A new extortion scam has been making the rounds that involves cybercriminals using people’s real passwords in an effort to extort thousands of dollars. An email is reportedly being sent out in which the attacker mentions the recipients’ actual password, likely acquired from earlier data breaches or leaks, and claims to have infected the recipients’ system with malware.
The scammers also claim they used the webcam of the recipient’s computer to make videos of the them using adult sites and have stolen the recipients’ entire contacts list. The email then threatens to expose the video expose the supposed video to their contacts unless the recipient agrees to pay a ransom amount.
New twist to an old scam
“I’m aware that <substitute password formerly used by recipient here> is your password,” the email begins, security journalist Brian Krebs reported. “You don’t know me and you’re thinking why you received this e mail, right?”
“Well, I actually placed a malware on the porn website and guess what, you visited this web site to have fun (you know what I mean). While you were watching the video, your web browser acted as a RDP (Remote Desktop) and a keylogger which provided me access to your display screen and webcam. Right after that, my software gathered all your contacts from your Messenger, Facebook account, and email account,” the scammers’ email continues.
The cybercriminals then go on to demand a ransom - the amount varying between $1,000 - $3,000. According to Krebs, several individuals have confirmed receiving such an email and confirmed the authenticity of the password mentioned in the message. However, in every case, the recipients acknowledged that the passwords were almost a decade old and were not being currently used.

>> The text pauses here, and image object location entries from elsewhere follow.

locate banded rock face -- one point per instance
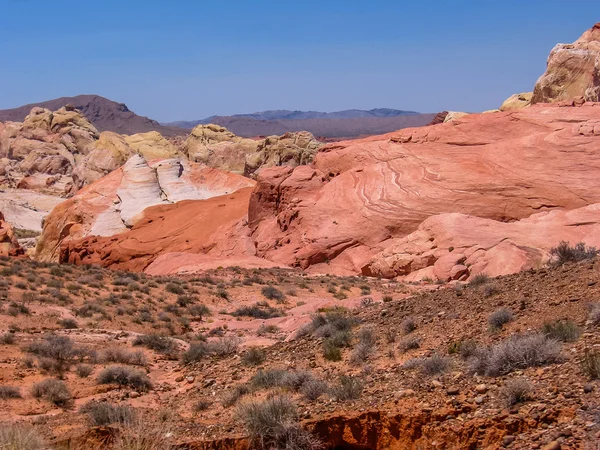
(573, 71)
(358, 196)
(119, 201)
(217, 147)
(458, 246)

Old breaches boosting new scammers
Although such extortion scams are not new, the idea of using people’s real passwords is a novel approach.

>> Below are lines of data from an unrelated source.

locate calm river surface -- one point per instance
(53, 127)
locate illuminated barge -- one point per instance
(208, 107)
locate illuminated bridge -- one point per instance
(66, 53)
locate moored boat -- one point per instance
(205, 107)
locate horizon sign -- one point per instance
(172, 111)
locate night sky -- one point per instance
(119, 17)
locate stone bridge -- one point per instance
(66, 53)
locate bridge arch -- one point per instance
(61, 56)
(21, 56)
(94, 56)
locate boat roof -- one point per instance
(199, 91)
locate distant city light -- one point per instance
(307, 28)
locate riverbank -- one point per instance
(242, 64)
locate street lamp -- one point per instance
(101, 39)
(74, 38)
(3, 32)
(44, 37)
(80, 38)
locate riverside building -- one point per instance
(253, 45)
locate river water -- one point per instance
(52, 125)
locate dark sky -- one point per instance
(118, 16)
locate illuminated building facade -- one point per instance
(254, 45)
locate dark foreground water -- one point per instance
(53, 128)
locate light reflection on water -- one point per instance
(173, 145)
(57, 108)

The cybercriminals likely got their hands on their targets’ real passwords by scouring already hacked and leaked password databases of old major breaches. The rest of the claims made in the frightening email, however, are bogus.
“It is likely that this improved sextortion attempt is at least semi-automated,” Krebs wrote in his report. “My guess is that the perpetrator has created some kind of script that draws directly from the usernames and passwords from a given data breach at a popular Web site that happened more than a decade ago, and that every victim who had their password compromised as part of that breach is getting this same email at the address used to sign up at that hacked Web site.”
Scammers prey on fear
Extortion scams like these are aimed at preying on people’s fear of losing their social and/or professional standing.
This particular scam has been crafted to create a shadow of doubts as to whether or not the cybercriminals could have actually hacked their webcams and made videos of them. However, this scam, like others, is just yet another attempt at tricking a target into paying a ransom.
While it is highly recommended that recipients not respond to such emails, it is imperative that recipients immediately change their passwords, particularly if the ones mentioned in the scam email is still currently being used.